Figure 4. Labeling of the Progeny of CD133⁺ Cells Surrounding the Lateral Ventricles

(A) A diagram illustrating the injection of mP2 plasmid into the lateral ventricle of ROSA26-tdTomato animals followed by electroporation. (B–E) Sagittal sections of P14 ROSA26-tdTomato reporter mice showing tdTomato⁺ cells (red) around the lateral ventricle; the animals were injected with mP2 followed by electroporation at P7. Arrows in (E) point out migrating tdTomato⁺ cells in the RMS. (F–I) Fluorescent images of ROSA26-tdTomato forebrain sections stained with CD133 (F, green), GFAP (Gand H, green), and doublecortin (I, green). The arrows in (F), (H), and (I) denote tdTomato⁺ cells that are immunoreactive for CD133, GFAP, and doublecortin, respectively. Scale bars, 250 µm in (B) and (C); 50 µm in (D)–(H); and 40 µm in (I). CC, corpus callosum, LV, lateral ventricle, cp, choroid plexus.

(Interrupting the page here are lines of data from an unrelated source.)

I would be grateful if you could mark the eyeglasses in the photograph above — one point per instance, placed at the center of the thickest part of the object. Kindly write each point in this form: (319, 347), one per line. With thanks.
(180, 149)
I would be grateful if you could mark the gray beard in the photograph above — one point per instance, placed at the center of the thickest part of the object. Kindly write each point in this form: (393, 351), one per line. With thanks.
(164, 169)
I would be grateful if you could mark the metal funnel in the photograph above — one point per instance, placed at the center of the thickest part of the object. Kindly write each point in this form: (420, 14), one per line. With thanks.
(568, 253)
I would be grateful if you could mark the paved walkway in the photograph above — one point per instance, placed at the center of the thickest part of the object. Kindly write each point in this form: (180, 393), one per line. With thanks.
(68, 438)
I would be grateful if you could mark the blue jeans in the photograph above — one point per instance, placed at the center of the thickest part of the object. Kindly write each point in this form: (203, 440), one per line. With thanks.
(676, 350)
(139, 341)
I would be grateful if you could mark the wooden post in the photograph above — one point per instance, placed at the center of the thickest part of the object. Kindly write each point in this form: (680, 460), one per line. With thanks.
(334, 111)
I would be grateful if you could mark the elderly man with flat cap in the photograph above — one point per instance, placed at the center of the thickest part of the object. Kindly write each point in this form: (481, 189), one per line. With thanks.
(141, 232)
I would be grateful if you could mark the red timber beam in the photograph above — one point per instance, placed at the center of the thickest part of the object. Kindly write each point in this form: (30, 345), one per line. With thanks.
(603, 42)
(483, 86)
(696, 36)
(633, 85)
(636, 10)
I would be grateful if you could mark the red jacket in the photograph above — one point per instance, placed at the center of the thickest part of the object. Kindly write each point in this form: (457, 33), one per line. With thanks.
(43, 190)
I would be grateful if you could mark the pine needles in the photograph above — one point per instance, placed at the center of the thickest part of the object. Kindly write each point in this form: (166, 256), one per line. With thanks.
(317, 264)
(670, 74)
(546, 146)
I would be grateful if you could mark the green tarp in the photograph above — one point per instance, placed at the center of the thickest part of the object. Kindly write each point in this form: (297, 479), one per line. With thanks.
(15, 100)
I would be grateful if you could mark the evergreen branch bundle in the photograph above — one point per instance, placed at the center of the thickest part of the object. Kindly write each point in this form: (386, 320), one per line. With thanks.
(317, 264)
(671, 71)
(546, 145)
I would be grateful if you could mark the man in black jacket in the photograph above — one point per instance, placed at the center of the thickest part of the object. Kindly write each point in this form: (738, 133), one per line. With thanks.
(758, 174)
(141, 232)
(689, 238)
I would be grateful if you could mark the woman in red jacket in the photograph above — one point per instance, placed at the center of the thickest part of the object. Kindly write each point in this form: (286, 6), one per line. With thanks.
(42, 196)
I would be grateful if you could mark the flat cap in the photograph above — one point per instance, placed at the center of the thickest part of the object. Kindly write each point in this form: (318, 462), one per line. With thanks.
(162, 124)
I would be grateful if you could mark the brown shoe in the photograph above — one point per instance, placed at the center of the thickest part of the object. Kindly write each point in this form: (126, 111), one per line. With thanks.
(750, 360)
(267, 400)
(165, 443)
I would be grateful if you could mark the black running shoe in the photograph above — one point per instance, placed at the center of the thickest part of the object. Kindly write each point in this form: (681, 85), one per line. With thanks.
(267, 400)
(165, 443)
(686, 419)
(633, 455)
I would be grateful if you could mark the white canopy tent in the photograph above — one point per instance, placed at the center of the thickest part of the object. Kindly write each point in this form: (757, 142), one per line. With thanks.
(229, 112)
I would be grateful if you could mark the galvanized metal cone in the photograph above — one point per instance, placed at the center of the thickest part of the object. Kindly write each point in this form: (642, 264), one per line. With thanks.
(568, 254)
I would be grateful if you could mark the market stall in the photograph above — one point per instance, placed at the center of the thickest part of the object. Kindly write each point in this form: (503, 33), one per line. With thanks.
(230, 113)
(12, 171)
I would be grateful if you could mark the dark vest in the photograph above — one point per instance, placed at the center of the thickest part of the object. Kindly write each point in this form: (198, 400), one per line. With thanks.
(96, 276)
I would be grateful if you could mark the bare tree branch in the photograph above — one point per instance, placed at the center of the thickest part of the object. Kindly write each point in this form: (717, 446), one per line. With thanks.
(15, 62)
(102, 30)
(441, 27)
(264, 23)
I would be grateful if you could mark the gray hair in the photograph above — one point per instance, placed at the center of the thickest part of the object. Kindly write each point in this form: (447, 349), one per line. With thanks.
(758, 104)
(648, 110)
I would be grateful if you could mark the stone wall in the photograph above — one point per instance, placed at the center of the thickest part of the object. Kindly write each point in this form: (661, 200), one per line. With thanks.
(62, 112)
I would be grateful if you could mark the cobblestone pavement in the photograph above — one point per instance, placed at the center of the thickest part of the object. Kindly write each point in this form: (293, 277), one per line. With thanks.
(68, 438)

Figure 5. Activation of Dormant CD133⁺ NSCs in the Fourth Ventricle by Treatment of FGF and VEGF

(A) A sagittal section of adult fourth ventricular region stained with CD133 (red). (B–D) Immunostained sections of the postnatal fourth ventricular region from control (B, saline) and experimental (C, bFGF, and D, bFGF + VEGF administration) groups showing numerous proliferating Ki67⁺ cells (green, arrows). (E) A fluorescent image showing BrdU⁺ cells (green) double-labeled with CD133 (red) lining the fourth ventricle following the local administration of bFGF and VEGF. (F) Diagram illustrating the experimental paradigm of CD133⁺ ependymal cell lineage-tracing studies. The prominin 1 minimum promoter-driven Cre construct used for electroporation is shown. (G–L) Sagittal sections of P14 ROSA26-tdTomato reporter mice showing tdTomato⁺ cells (red) around the fourth ventricle; the animals were injected with mP2 + saline (G), mP2 + bFGF (H), or mP2 + FGF + VEGF (I–L) followed by electroporation at P7. The inset in (I) shows the higher magnification of tdTomato⁺ cells. (K and L) Fluorescent images of ROSA26-tdTomato mice stained with CD133 showing tdTomato⁺ (red) and CD133⁺ (green) cells lining the fourth ventricle following the injection of FGF + VEGF and electroporation of mP2. (M–P) tdTomato⁺ cells (red) in the parenchyma of ROSA26-tdTomato reporter mice at P21; the animals were injected with mP2 + FGF + VEGF followed by electroporation at P7. The bracket in (M) indicates a group of cells at the ependymal layer expressing tdTomato, while arrows point to some of the apparently migrating tdTomato⁺ cells. The arrows in (N) denote tdTomato⁺ cells with bushy processes resembling astrocytes. (O) and (P) show tdTomato⁺ cells expressing MAP2 or GFAP, respectively. Scale bars, 100 µm in (A) and (G)–(J); 40 µm in (B)–(E); and 75 µm in (M)–(P). 4V, fourth ventricle; cb, cerebellum; cp, choroid plexus.